Force-pushed to fix post-rebase bugs and get CI passing.
Force-pushed to add changelog entries and fix documentation.
Force-pushed to move the new generated serial tables into separate submodules, and added cfg-flagged tests to generate them, and a CI job that verifies them. If this works, I'll attempt to replicate this for the vector tables.
Force-pushed to fix the Fiat backends, and adjust the new CI check to fail if the table generators do nothing (as they generate output that is incorrectly formatted, and thus detectable).
Force-pushed to implement a similar kind of generator approach for the AVX2 vector table. It doesn't currently work because the Debug
impl for u32x8
doesn't print out values that are suitable for use in its constructor; additional post-processing will be required.
Force-pushed to fix the AVX2 table generator. The generated constant is concretely different from before (I presume something changed about the wNAF implementation in the intervening four years), but tests pass before and after the change (and I checked that mutating either version of the constant causes a test to fail).

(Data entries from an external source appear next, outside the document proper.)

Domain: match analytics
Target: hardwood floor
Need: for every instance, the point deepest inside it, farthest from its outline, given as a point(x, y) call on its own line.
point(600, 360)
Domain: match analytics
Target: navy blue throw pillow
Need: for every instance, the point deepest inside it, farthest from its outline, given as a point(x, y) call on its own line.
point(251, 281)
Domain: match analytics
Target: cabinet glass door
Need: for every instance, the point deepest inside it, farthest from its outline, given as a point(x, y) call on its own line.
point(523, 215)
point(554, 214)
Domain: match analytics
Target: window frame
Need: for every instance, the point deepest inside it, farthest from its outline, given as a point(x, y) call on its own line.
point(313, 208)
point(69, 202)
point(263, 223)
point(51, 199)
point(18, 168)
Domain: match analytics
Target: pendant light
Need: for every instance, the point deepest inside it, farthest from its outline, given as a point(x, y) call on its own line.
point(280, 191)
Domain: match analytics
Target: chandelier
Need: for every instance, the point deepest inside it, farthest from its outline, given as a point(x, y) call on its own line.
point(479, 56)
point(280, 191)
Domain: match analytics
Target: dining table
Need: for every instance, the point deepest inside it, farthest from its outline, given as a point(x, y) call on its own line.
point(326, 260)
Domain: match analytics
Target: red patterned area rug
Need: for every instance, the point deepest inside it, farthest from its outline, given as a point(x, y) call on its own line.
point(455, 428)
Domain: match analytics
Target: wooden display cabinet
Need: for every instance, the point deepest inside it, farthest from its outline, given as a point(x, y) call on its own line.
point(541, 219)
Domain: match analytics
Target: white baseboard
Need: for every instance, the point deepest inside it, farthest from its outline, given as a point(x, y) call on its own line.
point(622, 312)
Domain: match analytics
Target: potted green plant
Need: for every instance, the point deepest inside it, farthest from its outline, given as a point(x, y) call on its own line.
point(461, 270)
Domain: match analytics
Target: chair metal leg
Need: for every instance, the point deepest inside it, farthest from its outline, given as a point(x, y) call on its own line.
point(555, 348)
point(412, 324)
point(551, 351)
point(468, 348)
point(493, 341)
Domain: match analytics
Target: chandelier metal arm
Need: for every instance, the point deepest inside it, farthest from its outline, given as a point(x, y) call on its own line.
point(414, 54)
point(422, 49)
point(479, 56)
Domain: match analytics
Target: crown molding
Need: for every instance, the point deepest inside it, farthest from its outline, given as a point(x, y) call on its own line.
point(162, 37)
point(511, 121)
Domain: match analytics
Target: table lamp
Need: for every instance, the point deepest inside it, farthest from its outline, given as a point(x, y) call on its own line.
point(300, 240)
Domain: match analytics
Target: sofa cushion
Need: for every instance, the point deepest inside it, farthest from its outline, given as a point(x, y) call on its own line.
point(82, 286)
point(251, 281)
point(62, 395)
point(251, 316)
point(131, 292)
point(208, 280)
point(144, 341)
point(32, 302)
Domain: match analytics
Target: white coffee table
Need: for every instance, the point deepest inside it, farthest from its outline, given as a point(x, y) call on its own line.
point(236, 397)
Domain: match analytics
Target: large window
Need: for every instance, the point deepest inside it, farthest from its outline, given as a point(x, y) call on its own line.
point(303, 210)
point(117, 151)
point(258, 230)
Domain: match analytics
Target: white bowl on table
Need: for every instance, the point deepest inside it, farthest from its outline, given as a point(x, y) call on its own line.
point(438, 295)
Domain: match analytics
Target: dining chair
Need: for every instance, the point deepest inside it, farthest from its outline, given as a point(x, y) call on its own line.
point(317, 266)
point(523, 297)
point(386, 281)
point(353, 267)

Force-pushed to implement a generator for the IFMA vector table, based on the working AVX2 generator. It should work, but I don't have the hardware to run it, and so the IFMA constants remain invalid. Someone with compatible hardware needs to run the following commands on this branch:
$ RUSTFLAGS="--cfg curve25519_dalek_generate_tables" cargo +nightly test --all-features table_generators
$ cargo fmt
and then provide the resulting diff to the IFMA table.